その妖しさゆえか ネロが一瞬躊躇する様子を見せたことで
弐伊は面白半分に けしかける。
「なに ビビってんだ、てめぇのじゃ手におえない、ってか」
「うるせえな、リーダーが仕事が終わったらさっさと帰って来いって言ってたの
ちょっと 思い出しただけだ。
じゃあな、おまえこそ その彼女をがっかりさすなよなっ」
そういうと ネロは先に一人の女の手を引いていった。
「ふん、余計な世話だ・・・さて 俺らもいきますか、お嬢さん」
弐伊はもう一人の女の肩に腕を回した。
しかし ――
待ち合わせの場所にネロが来ない。
思念の輪を広げて ネロの居所を探ってみると かすかに彼を感じたが
靄の向こうにでもいるかのように 場所が確定しない。
それどころかその彼の気はぶつりと 断ち切れた。
「おい・・・笑えねえ冗談だぜ・・」
戦火を免れた建物はもちろん、廃墟の陰、橋のたもと、
めぼしい場所を走り回った。
瓦礫の下。
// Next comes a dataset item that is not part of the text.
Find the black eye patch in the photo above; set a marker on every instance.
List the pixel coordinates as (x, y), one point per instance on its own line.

おそらくそこは異端とされた教会の跡。
無残に切り落とされた右腕があった。
「―― 」
弐伊は言葉を失った。
見間違うはずがない。
張り付いている布地は血を吸い込み黒々としているが
明らかに自分達の装束のそれだ。
そして その細く長い指はまぎれもなく ――
弐伊は震える手でその指にふれた。
ぎょっとするほどの 冷たさ・・・それを感じた途端、
腕は霧のように消えた。
記(しる)しだった。彼はここにあったのだ。
あるいは略奪者の宣言だったのか・・
「夢だ・・夢だ。なにも確かなものはないんだ・・」
そう思わないと、狂ってしまいそうだった。
弐伊はもう一度思念を広げてみた。
しかしなにも 感じられなかった。
「ま・・まだ修行不足ってことですか」
思念をひろげるといっても、まだ若い彼らには限界が低く
それを無理やり言い訳にして、弐伊は自嘲した。
「帰ったんだ・・・そうだ、野郎、先に帰ったんだよ。
・・・きっと、帰っている・・」
***
弐伊は荒れた。
おとな数人に抑えられている弐伊の姿を
当の身内である四は なにか 遠い芝居を見ているような気がしていた。
そしてその悲劇の筋書きよりも、慟哭する役者に 四は惹かれた。